Every week, I get the group text: “Hoops Thursday? In?” And every week for the last two-plus years, I ignore the message. 

I want to play. I’m still physically able. But at 53, I worry that I’m one box out away from leading the league in IPPG (ibuprofen pills per game). 

Some of my friends have also tapped out — too much risk at this age, we say. Why chance a long-term injury for the two-second glory of the once-in-forever game-winning left hook?

But I miss it. So last Thursday, I texted my friend: “If you only have a few people, I’ll come out this week.” 

I’ve been playing pickup basketball for three decades, and it’s always ranked high on my list of favorite forms of exercise: the exertion, the competition, the joy of nailing a tough shot, the trash talk, all of it. 

And I long for all the things that come with a weekly hoops game: the intensity that I can’t simulate on any cardio machine, the sense that I can block out life stresses when I’m playing, the head-to-head rivalries that no gamified exercise app can come close to.

I made a serious effort to prepare, using my 25-plus years of writing and research about health and fitness.

Yoga. Some research indicates yoga can be effective in reducing the risk of lower back pain and injury. I focused on hips and lower back moves, hoping to gain more strength and have a better range of motion.

Serious glute work. Whenever I pull my back, I can feel where the tightest muscle is, right in the dead center of my glute. When I knead it with a lacrosse ball or foam roller, it releases the tension. Though the science is not definitive on massage, some research shows pre-exercise rolling can be effective.

High-intensity cardio. I can’t simulate the banging that goes on when testosterone collides, but I made a point of integrating much more interval training into my regular routine over steady-level cardio, to help prepare for the stop-start nature of hoops.

I was anxious about how my body might hold up, but knowing the group was supposed to be small, I felt like I could take a toe-in-the-water strategy to these games.

I was the first to arrive at the court.
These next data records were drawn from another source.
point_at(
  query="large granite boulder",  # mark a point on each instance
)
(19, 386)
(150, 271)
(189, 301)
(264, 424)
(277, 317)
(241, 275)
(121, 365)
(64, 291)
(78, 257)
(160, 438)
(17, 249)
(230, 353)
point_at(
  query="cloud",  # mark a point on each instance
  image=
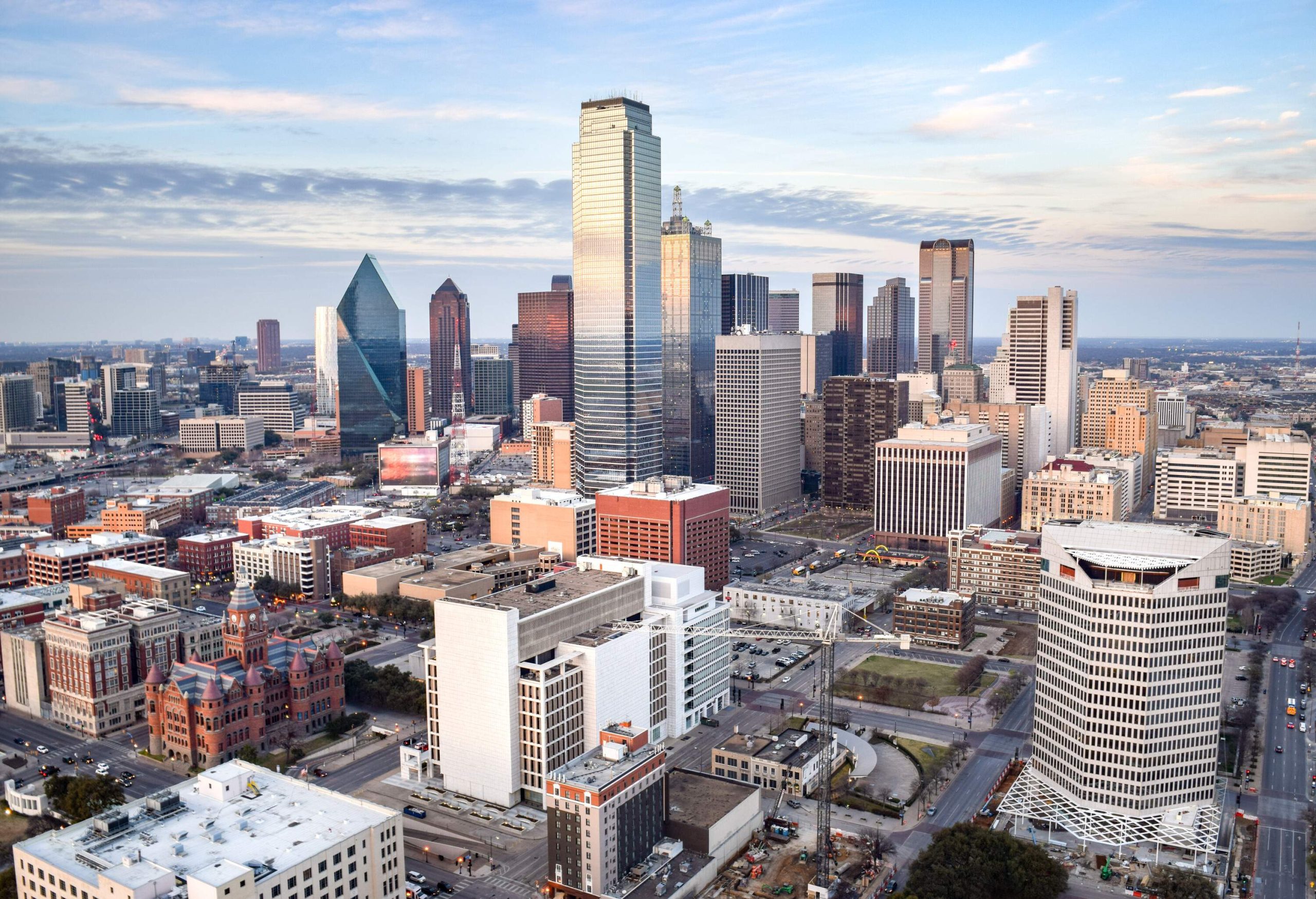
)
(1228, 90)
(1021, 60)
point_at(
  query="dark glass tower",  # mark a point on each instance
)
(372, 361)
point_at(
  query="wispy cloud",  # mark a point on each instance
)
(1226, 91)
(1021, 60)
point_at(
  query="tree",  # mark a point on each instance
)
(973, 863)
(81, 798)
(1173, 884)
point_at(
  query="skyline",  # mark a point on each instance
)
(249, 172)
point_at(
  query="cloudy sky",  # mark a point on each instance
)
(182, 168)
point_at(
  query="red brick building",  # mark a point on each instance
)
(264, 687)
(668, 519)
(210, 555)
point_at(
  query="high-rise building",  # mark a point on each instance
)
(668, 519)
(616, 253)
(945, 303)
(372, 361)
(1127, 727)
(19, 405)
(327, 361)
(892, 345)
(417, 399)
(839, 308)
(449, 351)
(758, 420)
(691, 286)
(545, 340)
(269, 351)
(932, 481)
(857, 412)
(744, 302)
(1041, 344)
(783, 311)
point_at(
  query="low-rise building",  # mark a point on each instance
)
(994, 566)
(935, 618)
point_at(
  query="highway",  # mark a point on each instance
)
(1285, 777)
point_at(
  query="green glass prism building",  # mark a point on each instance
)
(372, 361)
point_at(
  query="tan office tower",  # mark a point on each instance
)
(1041, 344)
(758, 420)
(1122, 416)
(945, 303)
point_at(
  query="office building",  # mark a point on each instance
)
(1041, 345)
(935, 618)
(758, 420)
(417, 399)
(300, 562)
(744, 303)
(1277, 464)
(616, 254)
(790, 761)
(964, 382)
(691, 290)
(994, 566)
(857, 414)
(552, 453)
(936, 480)
(1072, 489)
(372, 361)
(1269, 518)
(199, 836)
(945, 303)
(783, 311)
(20, 409)
(1024, 431)
(1101, 769)
(1120, 415)
(892, 345)
(491, 386)
(605, 813)
(839, 308)
(269, 351)
(561, 522)
(668, 519)
(327, 361)
(227, 432)
(1192, 484)
(545, 341)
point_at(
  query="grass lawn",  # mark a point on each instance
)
(902, 682)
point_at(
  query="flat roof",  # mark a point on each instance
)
(277, 828)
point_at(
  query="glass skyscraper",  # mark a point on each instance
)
(372, 361)
(691, 320)
(616, 259)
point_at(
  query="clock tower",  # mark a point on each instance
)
(245, 628)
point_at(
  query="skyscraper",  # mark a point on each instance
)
(545, 343)
(449, 343)
(839, 308)
(783, 311)
(744, 302)
(1041, 344)
(372, 361)
(691, 320)
(616, 174)
(269, 352)
(891, 340)
(327, 361)
(945, 303)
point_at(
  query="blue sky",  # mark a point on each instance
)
(182, 168)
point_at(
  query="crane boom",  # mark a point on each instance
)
(827, 635)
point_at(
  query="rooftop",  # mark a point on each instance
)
(210, 828)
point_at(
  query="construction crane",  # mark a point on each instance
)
(827, 635)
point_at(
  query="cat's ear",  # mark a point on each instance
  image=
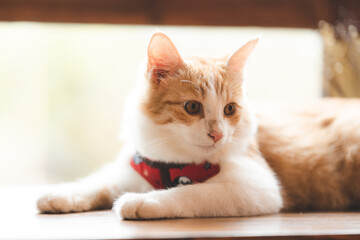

One guy in his 20s I didn’t know arrived next, followed by a dude who looked like he could leap over an F-350. Exactly what I didn’t want: lots of guys, most of them younger, all looking way more athletic than I am.

In my first game, I felt like a hippo on ice skates. I couldn’t dribble, I missed three shots and I got pushed in the back once on a left-handed drive. I tried to make myself useful by passing and setting off-ball screens to free up my teammates.

I volunteered to sit the next game and even debated leaving. Now 12 guys were there, and surely it would turn into a full-court game, with running.

I didn’t need this. But how bad would that look — to play one game, pout for a bit and huff home? 

So I went back in. I finally made a shot, a layup on a mini-drive. I also garbaged a low-post hook, and with our team down, I made two all-net 3-balls to help us creep back into the game.

That is what I wanted, to feel like I could do something. For 90 minutes, I still made plenty of mistakes, but I relaxed. I contributed. I got a taste of the intensity I’d missed. I felt good.

I left the court with no acute injuries. And the next morning, I crawled out of bed feeling creaky but uninjured, sore but undeterred. 

Basketball is a physical game, but it’s also a mental one. You’ve got to drag yourself to the court, work past your fears that you’re going to make a fool of yourself or that your body is going to betray you. I can’t guarantee it’ll be easy, but oh, man, it feels so good to be back out there.